# A question about couplers



## tim1966 (Jul 6, 2012)

I am just getting into this hobby and I thought that as I purchase my rolling stock that I would outfit all of it with a good quality coupler. I went to the Kadee site and they have all sorts of them in HO scale. A NO. 5, #58, #148 Whisker, #158 Whisker. I am at a loss as to the differences.

Any help would be appreciated.

Thanks


----------



## sawgunner (Mar 3, 2012)

they have an application chart on their website that tells you what # coupler to get for what brand of engine and car. most will take #5's but there are quite a bit of odd balls out there that require you to put on totally new pockets as well as the couplers


----------



## tim1966 (Jul 6, 2012)

Thanks Steve, I found the chart and found a bunch of other useful information along the way, I just needed to do a little more reading.


----------



## T-Man (May 16, 2008)

*This one?*

Kadee couplers


----------



## tim1966 (Jul 6, 2012)

On the Kadee site go up to the top tool bar and click on conversions; this is what I found.

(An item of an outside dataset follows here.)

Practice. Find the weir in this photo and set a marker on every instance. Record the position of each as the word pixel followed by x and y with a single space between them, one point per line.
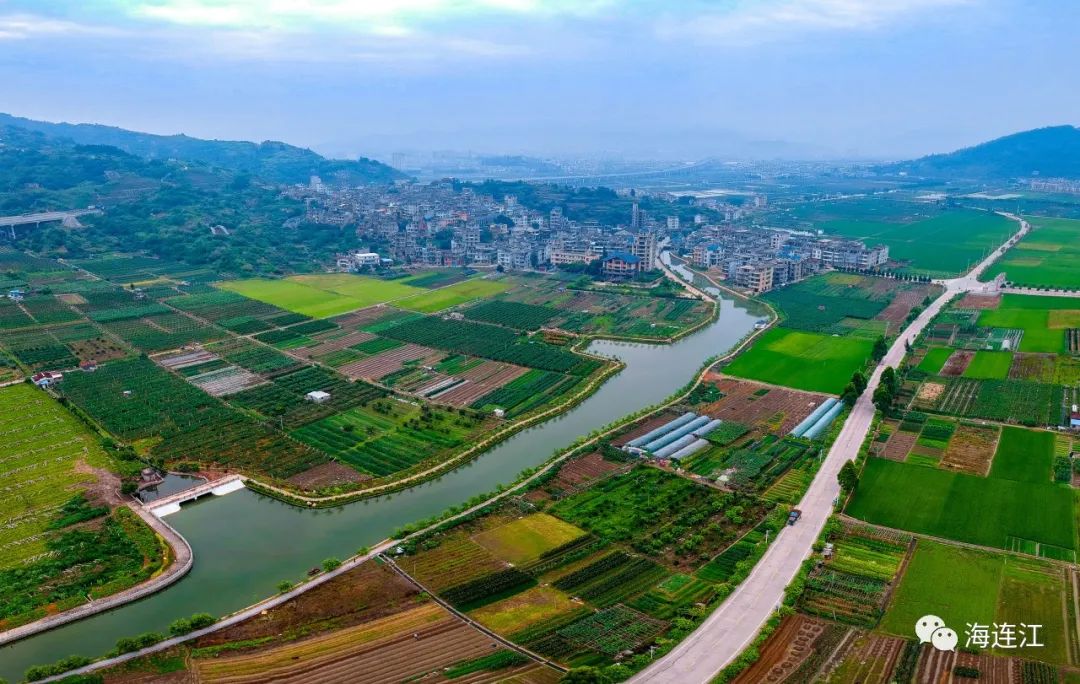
pixel 172 504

http://www.kadee.com/conv/holist.pdf


----------



## gofisher2 (Jul 19, 2012)

sawgunner said:


> they have an application chart on their website that tells you what # coupler to get for what brand of engine and car. most will take #5's but there are quite a bit of odd balls out there that require you to put on totally new pockets as well as the couplers


Yep, most take #5s. You can't go wrong with these. Worry about the others when you get to it. McHernry's are good too, along with several others that memmic Kadee. I use Kadee and McHenry, mostly Kadee and have had no trouble.


----------